La constitution d’une équipe de « faucons » autour du président, après l’entrée en fonction de John Bolton, son nouveau conseiller à la sécurité nationale, et la confirmation de Mike Pompeo au poste de secrétaire d’Etat, plaide pourtant en faveur d’une sortie américaine de l’accord. Elle a été pronostiquée par M. Macron au terme de sa visite, le 25 avril.

S’exprimant devant une commission du Sénat, le 26 avril, le secrétaire à la défense, James Mattis, a insisté lui aussi sur les vertus du compromis. « Je l’ai lu maintenant trois fois (…) et je dirai que c’est écrit presque avec l’hypothèse que l’Iran essaiera de tricher », a-t-il dit avant de juger le mécanisme de vérification « assez robuste ». M. Mattis s’est pourtant abstenu de répéter comme il le faisait auparavant que le texte est « dans l’intérêt des États-Unis ».

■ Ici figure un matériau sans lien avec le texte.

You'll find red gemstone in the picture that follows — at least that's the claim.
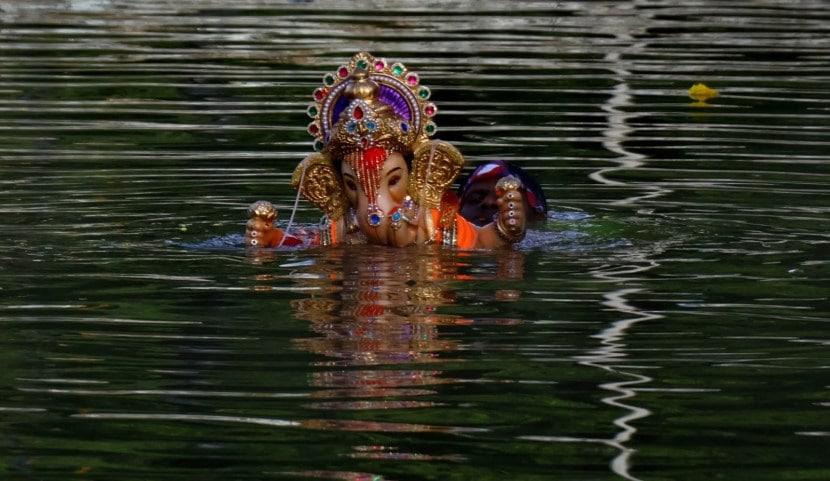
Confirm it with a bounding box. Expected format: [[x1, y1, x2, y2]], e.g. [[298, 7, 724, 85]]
[[314, 87, 329, 102]]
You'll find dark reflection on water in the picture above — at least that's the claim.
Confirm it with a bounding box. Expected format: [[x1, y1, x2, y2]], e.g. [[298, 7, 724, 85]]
[[0, 0, 830, 481]]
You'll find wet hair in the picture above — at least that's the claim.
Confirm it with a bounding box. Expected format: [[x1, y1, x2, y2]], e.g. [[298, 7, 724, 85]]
[[458, 160, 548, 216]]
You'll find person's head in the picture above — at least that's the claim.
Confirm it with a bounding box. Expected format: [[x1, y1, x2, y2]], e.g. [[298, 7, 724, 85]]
[[458, 160, 548, 226]]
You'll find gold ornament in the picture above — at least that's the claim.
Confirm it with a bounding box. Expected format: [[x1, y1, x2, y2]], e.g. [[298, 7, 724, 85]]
[[409, 140, 464, 208], [291, 154, 348, 220], [292, 52, 464, 219]]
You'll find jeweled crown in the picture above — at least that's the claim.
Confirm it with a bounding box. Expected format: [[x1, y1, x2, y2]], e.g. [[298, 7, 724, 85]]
[[308, 52, 438, 158]]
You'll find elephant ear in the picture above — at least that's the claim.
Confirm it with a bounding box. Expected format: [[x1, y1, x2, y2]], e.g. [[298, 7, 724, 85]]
[[408, 140, 464, 208], [291, 153, 348, 220]]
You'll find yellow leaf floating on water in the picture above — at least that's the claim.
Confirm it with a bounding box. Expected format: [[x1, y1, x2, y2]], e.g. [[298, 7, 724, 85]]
[[689, 83, 718, 107]]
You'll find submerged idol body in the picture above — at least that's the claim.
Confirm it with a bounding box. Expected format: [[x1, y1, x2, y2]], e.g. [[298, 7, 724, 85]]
[[245, 52, 526, 249]]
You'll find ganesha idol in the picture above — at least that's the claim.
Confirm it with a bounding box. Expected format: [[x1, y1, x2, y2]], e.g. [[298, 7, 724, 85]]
[[245, 52, 526, 249]]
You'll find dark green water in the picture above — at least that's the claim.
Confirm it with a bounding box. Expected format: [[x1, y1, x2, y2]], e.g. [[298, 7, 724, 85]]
[[0, 0, 830, 481]]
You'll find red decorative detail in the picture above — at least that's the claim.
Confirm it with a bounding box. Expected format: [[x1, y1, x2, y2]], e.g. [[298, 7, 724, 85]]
[[361, 147, 389, 173]]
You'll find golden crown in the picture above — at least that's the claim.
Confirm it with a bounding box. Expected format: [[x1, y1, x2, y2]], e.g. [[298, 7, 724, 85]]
[[308, 52, 438, 158]]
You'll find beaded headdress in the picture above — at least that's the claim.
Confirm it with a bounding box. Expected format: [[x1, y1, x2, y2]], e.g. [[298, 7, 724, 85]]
[[292, 52, 464, 225]]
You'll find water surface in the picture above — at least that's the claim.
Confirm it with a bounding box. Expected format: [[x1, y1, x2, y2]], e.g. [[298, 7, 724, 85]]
[[0, 0, 830, 481]]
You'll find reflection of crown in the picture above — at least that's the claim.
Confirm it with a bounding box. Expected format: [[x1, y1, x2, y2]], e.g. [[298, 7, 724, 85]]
[[308, 52, 437, 158]]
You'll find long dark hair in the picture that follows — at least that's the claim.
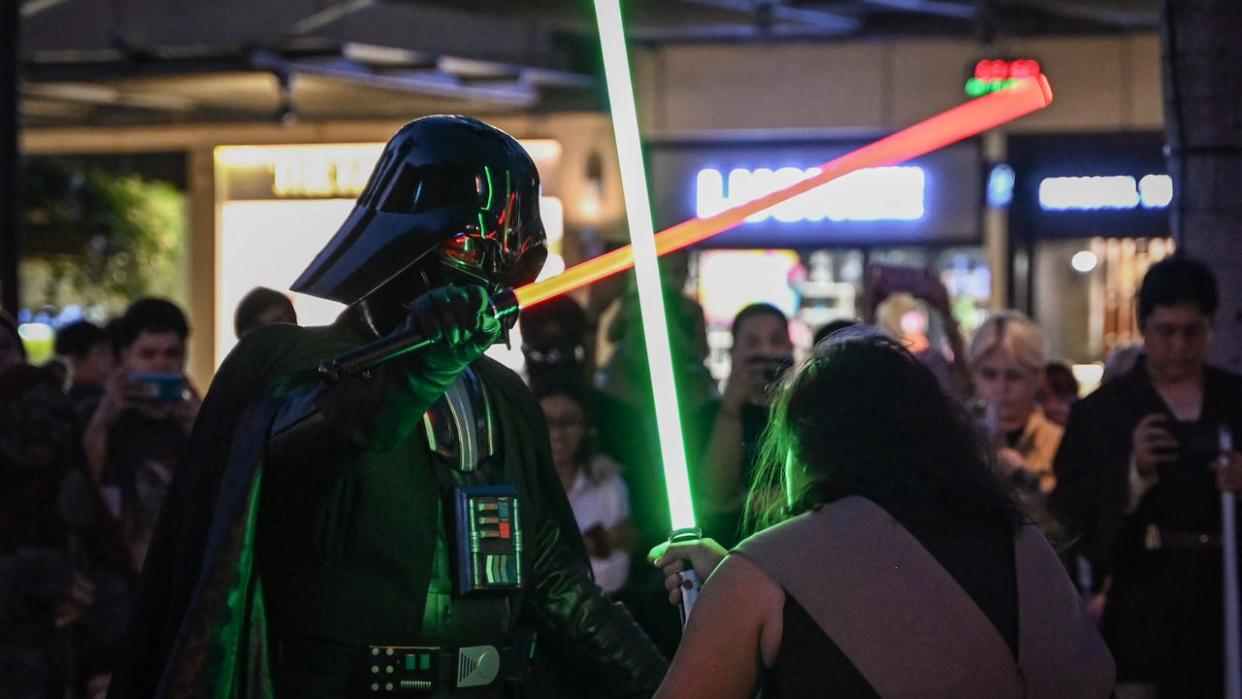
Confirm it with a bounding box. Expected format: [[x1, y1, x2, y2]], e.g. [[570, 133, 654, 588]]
[[744, 328, 1025, 531]]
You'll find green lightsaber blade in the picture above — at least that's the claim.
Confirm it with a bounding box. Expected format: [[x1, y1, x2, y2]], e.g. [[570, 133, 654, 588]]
[[595, 0, 694, 530]]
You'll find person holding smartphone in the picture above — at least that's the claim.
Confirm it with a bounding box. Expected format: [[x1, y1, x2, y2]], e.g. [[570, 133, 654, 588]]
[[1048, 257, 1242, 698], [83, 298, 200, 570], [696, 303, 794, 545]]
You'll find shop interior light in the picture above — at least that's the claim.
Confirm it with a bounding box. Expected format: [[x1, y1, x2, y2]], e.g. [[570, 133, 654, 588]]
[[1139, 175, 1172, 209], [987, 163, 1013, 209], [595, 0, 694, 531], [694, 165, 927, 223], [517, 76, 1052, 307], [1069, 250, 1099, 274], [1040, 175, 1172, 211]]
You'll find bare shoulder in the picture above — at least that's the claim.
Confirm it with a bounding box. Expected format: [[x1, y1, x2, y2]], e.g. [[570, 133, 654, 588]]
[[703, 551, 785, 605], [705, 551, 785, 668]]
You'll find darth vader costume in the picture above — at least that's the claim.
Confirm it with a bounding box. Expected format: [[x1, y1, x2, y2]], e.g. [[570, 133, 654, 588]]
[[109, 117, 664, 698]]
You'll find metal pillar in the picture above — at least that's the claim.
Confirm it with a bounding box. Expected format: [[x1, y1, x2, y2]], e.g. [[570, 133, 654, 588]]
[[0, 0, 21, 313], [1161, 0, 1242, 371]]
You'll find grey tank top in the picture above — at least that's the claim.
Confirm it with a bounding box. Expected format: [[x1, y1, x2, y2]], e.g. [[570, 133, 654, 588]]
[[735, 497, 1114, 699]]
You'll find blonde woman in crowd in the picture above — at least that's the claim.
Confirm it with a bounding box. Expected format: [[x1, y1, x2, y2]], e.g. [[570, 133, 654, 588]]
[[970, 310, 1063, 495]]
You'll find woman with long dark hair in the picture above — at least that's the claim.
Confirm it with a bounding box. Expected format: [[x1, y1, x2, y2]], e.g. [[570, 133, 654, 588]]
[[653, 329, 1113, 699]]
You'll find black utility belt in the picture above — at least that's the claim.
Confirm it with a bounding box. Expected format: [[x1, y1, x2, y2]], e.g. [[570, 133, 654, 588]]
[[276, 632, 535, 695], [1143, 524, 1221, 551]]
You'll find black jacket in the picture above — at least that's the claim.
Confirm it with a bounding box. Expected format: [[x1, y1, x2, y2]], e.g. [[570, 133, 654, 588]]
[[1048, 358, 1242, 589]]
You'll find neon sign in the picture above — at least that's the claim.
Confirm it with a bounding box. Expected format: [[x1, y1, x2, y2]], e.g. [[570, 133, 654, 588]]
[[1040, 175, 1172, 211], [694, 165, 927, 223], [966, 58, 1042, 97]]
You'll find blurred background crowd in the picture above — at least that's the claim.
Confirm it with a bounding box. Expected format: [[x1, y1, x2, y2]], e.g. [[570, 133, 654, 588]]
[[0, 0, 1242, 699], [0, 250, 1242, 697]]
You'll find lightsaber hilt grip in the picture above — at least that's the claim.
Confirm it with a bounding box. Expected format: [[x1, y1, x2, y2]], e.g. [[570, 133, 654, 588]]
[[319, 289, 518, 381], [668, 528, 703, 628]]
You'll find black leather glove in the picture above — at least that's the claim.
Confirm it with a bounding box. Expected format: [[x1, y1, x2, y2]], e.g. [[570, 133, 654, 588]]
[[270, 286, 502, 461], [406, 284, 502, 382]]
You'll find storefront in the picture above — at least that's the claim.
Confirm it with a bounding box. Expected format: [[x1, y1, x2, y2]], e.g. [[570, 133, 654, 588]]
[[1009, 132, 1172, 363], [650, 138, 991, 377]]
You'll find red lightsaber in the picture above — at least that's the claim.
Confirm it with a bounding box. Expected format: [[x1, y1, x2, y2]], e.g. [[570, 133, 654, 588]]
[[515, 74, 1052, 308], [319, 74, 1052, 377]]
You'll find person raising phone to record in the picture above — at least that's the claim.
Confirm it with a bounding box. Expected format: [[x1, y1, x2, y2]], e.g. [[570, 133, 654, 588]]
[[83, 298, 200, 571], [696, 303, 794, 545], [1048, 256, 1242, 699]]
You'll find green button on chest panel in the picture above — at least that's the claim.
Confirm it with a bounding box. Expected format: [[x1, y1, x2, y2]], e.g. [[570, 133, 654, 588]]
[[456, 485, 522, 595]]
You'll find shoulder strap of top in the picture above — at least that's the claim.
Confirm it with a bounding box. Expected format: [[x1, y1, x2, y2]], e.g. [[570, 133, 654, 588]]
[[737, 497, 1023, 699], [1015, 526, 1114, 699]]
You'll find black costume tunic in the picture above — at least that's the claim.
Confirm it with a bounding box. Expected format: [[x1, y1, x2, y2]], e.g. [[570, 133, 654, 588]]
[[112, 315, 663, 697]]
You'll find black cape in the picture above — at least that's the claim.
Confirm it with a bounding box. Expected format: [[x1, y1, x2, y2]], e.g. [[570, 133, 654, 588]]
[[108, 323, 589, 698]]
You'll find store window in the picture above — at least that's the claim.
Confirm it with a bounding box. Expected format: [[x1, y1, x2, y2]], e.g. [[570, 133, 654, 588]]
[[1032, 237, 1174, 363]]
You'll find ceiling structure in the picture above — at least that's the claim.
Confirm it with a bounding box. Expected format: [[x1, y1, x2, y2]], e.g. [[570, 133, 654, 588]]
[[21, 0, 1159, 128]]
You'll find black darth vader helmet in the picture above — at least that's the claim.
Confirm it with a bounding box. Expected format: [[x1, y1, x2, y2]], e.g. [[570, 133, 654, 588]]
[[292, 115, 548, 304]]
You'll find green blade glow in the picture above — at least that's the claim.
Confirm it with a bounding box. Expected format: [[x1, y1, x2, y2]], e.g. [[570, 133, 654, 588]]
[[595, 0, 694, 530]]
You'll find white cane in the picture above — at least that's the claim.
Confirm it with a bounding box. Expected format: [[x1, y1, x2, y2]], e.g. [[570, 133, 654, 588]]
[[1221, 425, 1242, 699]]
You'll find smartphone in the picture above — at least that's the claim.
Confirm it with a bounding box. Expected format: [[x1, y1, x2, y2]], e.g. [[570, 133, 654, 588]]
[[871, 264, 935, 298], [129, 372, 186, 404], [1170, 420, 1221, 466], [746, 356, 794, 385]]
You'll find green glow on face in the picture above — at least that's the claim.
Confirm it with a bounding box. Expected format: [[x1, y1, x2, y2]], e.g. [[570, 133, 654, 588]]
[[595, 0, 694, 530]]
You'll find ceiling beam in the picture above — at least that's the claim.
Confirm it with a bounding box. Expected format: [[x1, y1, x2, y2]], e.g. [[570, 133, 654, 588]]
[[863, 0, 975, 20], [681, 0, 862, 34], [1026, 0, 1160, 29], [288, 0, 375, 34], [250, 51, 539, 108]]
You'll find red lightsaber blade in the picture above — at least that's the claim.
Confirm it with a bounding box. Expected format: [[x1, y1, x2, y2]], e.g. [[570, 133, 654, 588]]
[[515, 74, 1052, 308]]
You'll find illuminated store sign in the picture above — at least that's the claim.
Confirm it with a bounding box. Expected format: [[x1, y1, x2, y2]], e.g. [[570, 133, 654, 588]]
[[966, 58, 1042, 97], [1040, 175, 1172, 211], [647, 134, 983, 250], [694, 166, 927, 223]]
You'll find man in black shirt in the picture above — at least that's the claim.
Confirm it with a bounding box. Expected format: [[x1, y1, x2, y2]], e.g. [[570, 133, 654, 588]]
[[82, 298, 200, 570], [1048, 257, 1242, 699]]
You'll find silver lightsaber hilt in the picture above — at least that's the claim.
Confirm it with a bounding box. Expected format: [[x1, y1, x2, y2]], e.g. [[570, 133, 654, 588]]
[[668, 526, 703, 628]]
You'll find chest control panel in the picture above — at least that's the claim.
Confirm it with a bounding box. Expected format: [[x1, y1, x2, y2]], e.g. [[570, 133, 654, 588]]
[[456, 485, 522, 596]]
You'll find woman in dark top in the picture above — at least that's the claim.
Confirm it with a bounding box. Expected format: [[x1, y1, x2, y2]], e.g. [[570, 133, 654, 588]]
[[653, 329, 1113, 699]]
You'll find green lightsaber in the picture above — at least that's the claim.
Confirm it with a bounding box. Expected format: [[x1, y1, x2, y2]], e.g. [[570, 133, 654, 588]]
[[595, 0, 694, 531]]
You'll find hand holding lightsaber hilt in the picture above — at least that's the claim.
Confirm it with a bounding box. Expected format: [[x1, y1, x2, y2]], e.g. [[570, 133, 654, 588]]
[[668, 526, 703, 628], [319, 289, 519, 381]]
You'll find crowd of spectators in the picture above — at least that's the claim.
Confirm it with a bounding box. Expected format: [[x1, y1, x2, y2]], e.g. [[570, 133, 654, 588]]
[[0, 289, 296, 699], [0, 257, 1242, 699]]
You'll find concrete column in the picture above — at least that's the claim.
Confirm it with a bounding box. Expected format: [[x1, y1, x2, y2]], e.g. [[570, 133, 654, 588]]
[[0, 0, 21, 314], [1161, 0, 1242, 371]]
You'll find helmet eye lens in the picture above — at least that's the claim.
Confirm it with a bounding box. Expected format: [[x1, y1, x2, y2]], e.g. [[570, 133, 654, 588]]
[[441, 236, 483, 267]]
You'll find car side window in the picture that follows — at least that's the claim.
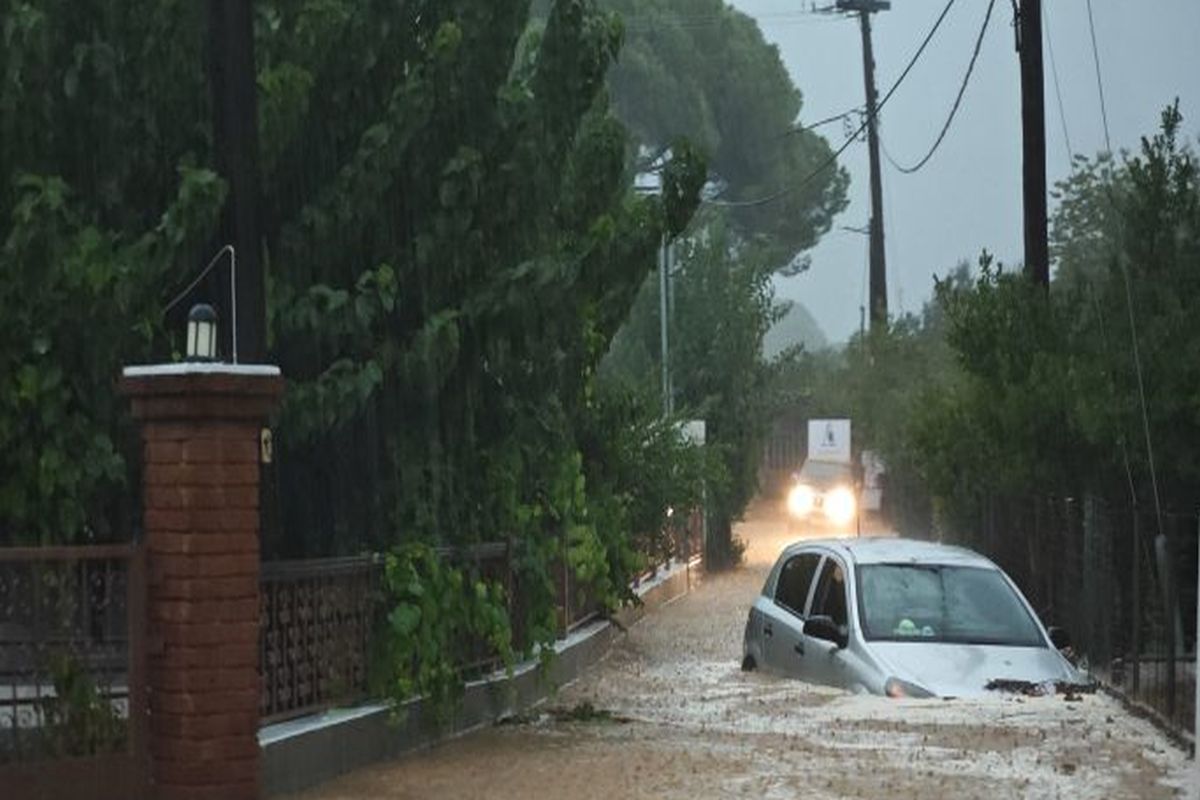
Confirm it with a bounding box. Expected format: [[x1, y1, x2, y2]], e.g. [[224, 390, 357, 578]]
[[775, 553, 821, 616], [811, 558, 847, 625]]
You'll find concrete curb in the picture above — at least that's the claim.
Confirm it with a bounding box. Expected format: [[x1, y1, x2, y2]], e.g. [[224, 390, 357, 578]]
[[258, 561, 701, 796]]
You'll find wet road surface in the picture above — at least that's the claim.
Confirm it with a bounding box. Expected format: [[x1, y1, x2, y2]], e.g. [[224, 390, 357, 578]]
[[302, 496, 1192, 800]]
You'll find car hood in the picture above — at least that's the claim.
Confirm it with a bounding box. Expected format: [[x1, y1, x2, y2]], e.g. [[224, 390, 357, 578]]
[[866, 642, 1080, 697]]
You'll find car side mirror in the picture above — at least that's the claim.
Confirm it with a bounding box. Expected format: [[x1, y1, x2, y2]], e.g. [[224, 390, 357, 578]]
[[804, 614, 850, 649], [1046, 626, 1070, 650]]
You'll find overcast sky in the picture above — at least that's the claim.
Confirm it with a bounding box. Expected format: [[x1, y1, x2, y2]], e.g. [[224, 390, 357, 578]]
[[731, 0, 1200, 341]]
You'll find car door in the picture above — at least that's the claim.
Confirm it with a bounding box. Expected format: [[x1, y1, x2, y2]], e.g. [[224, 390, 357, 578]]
[[800, 555, 852, 686], [762, 552, 821, 678]]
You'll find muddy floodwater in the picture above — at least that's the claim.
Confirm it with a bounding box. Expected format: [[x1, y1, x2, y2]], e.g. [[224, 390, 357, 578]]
[[304, 504, 1195, 800]]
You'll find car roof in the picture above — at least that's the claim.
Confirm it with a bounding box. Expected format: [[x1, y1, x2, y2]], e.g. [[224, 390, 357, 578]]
[[784, 536, 998, 570]]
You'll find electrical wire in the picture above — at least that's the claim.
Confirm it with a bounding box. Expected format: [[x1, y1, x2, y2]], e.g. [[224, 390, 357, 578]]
[[622, 11, 845, 34], [1087, 0, 1163, 536], [701, 0, 960, 209], [883, 0, 996, 175], [1087, 0, 1112, 152], [1042, 4, 1075, 163]]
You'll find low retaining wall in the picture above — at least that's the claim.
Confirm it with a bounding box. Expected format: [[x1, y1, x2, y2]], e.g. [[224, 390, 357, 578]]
[[258, 561, 700, 795]]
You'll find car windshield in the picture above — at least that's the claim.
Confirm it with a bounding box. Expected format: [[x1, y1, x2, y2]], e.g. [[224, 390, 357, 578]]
[[799, 461, 853, 488], [858, 564, 1045, 646]]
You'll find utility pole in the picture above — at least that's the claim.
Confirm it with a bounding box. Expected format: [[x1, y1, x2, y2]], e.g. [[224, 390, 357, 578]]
[[1016, 0, 1050, 288], [209, 0, 266, 363], [836, 0, 892, 327]]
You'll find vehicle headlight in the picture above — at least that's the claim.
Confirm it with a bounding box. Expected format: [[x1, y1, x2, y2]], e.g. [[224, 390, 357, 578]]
[[824, 486, 858, 525], [787, 483, 817, 517], [883, 678, 934, 698]]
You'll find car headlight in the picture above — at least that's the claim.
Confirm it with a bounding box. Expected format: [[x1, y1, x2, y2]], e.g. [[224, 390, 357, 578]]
[[883, 678, 934, 698], [823, 486, 858, 525], [787, 483, 817, 517]]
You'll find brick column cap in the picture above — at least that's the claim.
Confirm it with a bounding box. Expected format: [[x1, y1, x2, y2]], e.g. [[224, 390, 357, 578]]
[[118, 362, 283, 422]]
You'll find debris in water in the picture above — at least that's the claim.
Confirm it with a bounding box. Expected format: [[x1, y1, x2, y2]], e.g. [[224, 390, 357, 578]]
[[984, 678, 1096, 702]]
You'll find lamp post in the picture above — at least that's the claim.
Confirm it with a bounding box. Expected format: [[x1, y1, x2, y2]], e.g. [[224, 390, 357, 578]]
[[634, 158, 674, 416]]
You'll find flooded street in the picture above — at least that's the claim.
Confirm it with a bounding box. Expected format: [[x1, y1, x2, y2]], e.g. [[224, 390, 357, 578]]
[[304, 505, 1192, 800]]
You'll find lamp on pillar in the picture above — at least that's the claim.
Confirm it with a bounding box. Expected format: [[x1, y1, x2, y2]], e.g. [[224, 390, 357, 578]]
[[187, 302, 217, 361]]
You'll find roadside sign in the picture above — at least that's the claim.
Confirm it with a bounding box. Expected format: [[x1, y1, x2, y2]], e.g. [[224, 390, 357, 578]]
[[809, 420, 850, 464]]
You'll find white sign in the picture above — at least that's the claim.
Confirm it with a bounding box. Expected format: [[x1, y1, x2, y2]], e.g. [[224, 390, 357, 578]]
[[862, 450, 887, 511], [679, 420, 704, 445], [809, 420, 850, 464]]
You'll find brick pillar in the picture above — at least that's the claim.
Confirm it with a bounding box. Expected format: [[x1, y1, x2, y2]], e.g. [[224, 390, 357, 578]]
[[120, 363, 283, 800]]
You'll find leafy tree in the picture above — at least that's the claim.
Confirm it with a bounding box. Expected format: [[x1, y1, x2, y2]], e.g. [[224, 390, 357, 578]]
[[605, 0, 850, 269]]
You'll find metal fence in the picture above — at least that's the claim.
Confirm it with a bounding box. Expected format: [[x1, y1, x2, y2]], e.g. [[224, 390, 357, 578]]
[[258, 557, 383, 722], [956, 497, 1200, 736], [259, 520, 702, 724], [0, 545, 146, 798]]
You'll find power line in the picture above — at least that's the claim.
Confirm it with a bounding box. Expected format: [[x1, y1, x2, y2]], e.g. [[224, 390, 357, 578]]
[[1087, 0, 1112, 152], [622, 11, 844, 34], [883, 0, 996, 175], [701, 0, 955, 209], [1042, 0, 1075, 162]]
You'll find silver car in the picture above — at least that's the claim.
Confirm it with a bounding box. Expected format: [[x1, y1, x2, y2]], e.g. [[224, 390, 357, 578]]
[[743, 539, 1081, 697]]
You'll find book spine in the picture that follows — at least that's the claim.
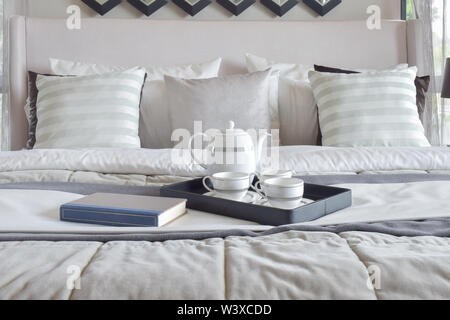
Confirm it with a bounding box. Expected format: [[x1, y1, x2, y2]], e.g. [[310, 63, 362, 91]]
[[60, 205, 158, 227]]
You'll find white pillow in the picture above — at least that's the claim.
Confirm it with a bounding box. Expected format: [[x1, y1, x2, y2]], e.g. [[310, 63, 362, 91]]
[[50, 58, 222, 149], [165, 70, 271, 144], [245, 53, 319, 145], [34, 68, 145, 149], [309, 67, 430, 147]]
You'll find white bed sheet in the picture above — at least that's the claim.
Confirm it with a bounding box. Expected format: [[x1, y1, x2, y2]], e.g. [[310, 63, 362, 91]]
[[0, 181, 450, 234]]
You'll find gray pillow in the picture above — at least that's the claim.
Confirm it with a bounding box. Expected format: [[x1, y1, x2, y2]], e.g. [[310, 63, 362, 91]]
[[165, 70, 271, 144]]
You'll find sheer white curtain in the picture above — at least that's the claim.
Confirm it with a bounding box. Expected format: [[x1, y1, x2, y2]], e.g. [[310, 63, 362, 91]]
[[413, 0, 450, 145], [0, 0, 27, 150]]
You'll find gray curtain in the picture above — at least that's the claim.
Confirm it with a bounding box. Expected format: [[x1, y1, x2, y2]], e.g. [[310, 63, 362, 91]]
[[413, 0, 449, 145], [0, 0, 27, 150]]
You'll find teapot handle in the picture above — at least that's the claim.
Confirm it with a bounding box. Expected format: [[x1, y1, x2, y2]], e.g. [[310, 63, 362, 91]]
[[189, 132, 208, 169]]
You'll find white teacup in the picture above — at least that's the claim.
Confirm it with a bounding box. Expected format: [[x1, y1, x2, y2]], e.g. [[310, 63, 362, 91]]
[[254, 178, 304, 209], [258, 170, 293, 181], [203, 172, 254, 201]]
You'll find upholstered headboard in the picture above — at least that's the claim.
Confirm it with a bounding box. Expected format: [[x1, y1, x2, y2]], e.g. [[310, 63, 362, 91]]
[[10, 17, 414, 150]]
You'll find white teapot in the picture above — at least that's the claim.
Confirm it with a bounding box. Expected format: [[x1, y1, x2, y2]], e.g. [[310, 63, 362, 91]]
[[189, 121, 270, 174]]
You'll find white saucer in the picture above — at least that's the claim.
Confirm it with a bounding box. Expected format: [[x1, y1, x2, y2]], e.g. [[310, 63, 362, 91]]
[[203, 191, 261, 203]]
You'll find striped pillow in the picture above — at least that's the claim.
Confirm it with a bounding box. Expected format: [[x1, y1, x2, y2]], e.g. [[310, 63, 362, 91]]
[[34, 68, 146, 149], [309, 67, 430, 147]]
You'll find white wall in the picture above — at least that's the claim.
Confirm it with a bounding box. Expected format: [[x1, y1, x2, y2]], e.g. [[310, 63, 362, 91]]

À la veille de sa prise de fonction, il y a un peu plus d’un an, le même homme avait jugé que « quand l’Amérique donne sa parole, [elle doit] la respecter ». Lundi, M. Trump a trouvé au contraire une vertu à un renoncement unilatéral des États-Unis : celle d’envoyer « un bon signal » à la Corée du Nord, à la veille d’un sommet avec Kim Jong-un qui devrait être essentiellement consacré au programme nucléaire de Pyongyang.